Common failure modes & mitigations
- Retriever myopia → diversify queries; enforce lexical/semantic diversity; MMR.
- Hallucinated synthesis → hard faithfulness gate (NLI must pass; show spans).
- Math/coding errors → require successful tool execution; retry with minimal temperature.

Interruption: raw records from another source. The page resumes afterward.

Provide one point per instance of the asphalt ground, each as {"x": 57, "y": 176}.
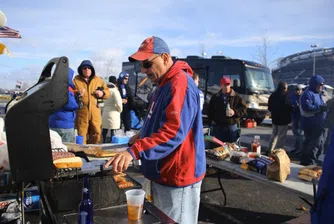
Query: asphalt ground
{"x": 247, "y": 201}
{"x": 250, "y": 201}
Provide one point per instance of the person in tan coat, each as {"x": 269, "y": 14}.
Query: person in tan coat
{"x": 91, "y": 90}
{"x": 111, "y": 115}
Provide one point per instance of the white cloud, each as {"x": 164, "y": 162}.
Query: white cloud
{"x": 111, "y": 30}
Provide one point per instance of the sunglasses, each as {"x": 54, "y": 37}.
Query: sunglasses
{"x": 148, "y": 64}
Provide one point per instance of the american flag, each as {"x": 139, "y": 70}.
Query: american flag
{"x": 6, "y": 32}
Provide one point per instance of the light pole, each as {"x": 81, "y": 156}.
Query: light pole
{"x": 314, "y": 46}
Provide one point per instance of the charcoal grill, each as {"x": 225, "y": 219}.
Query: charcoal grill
{"x": 27, "y": 123}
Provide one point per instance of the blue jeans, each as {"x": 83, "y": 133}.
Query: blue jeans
{"x": 298, "y": 133}
{"x": 180, "y": 203}
{"x": 66, "y": 134}
{"x": 313, "y": 146}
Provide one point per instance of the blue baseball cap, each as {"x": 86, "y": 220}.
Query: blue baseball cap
{"x": 150, "y": 46}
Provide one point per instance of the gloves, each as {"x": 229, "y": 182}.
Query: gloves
{"x": 323, "y": 108}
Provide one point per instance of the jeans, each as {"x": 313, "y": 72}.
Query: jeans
{"x": 277, "y": 138}
{"x": 226, "y": 133}
{"x": 104, "y": 134}
{"x": 313, "y": 146}
{"x": 180, "y": 203}
{"x": 299, "y": 135}
{"x": 66, "y": 134}
{"x": 126, "y": 118}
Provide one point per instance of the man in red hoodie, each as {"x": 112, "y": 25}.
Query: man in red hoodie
{"x": 171, "y": 143}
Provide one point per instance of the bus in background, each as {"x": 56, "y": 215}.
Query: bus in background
{"x": 251, "y": 80}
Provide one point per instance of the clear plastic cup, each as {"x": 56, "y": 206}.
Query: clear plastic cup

- Latency spikes → budget-aware RL; escalate locally (per subgoal), not globally.
- Over-abstain → calibrate thresholds per domain; route to a larger model only when ROI is clear.
When to scale the core
If you need better tool-resistant reasoning (HLE-style) without frontier costs, lift the core to ~3B params (keep the same stack). Expect step-changes on MMLU-Strict (+3–6 pts) and HLE (+3–4 pts), with modest inference cost increases.
Conclusion
For most real applications, the winning move is workflow engineering—not parameter bloat. A SML + logic verifier + A2A orchestration + engineered RAG + strong verifiers delivers GPT-4-class outcomes where it matters: evidence-grounded, auditable, and cost-controlled answers.
There is no single engineering recipe for all problems, good engineering matters, our proprietary trained models help accelerate projects and cut costs.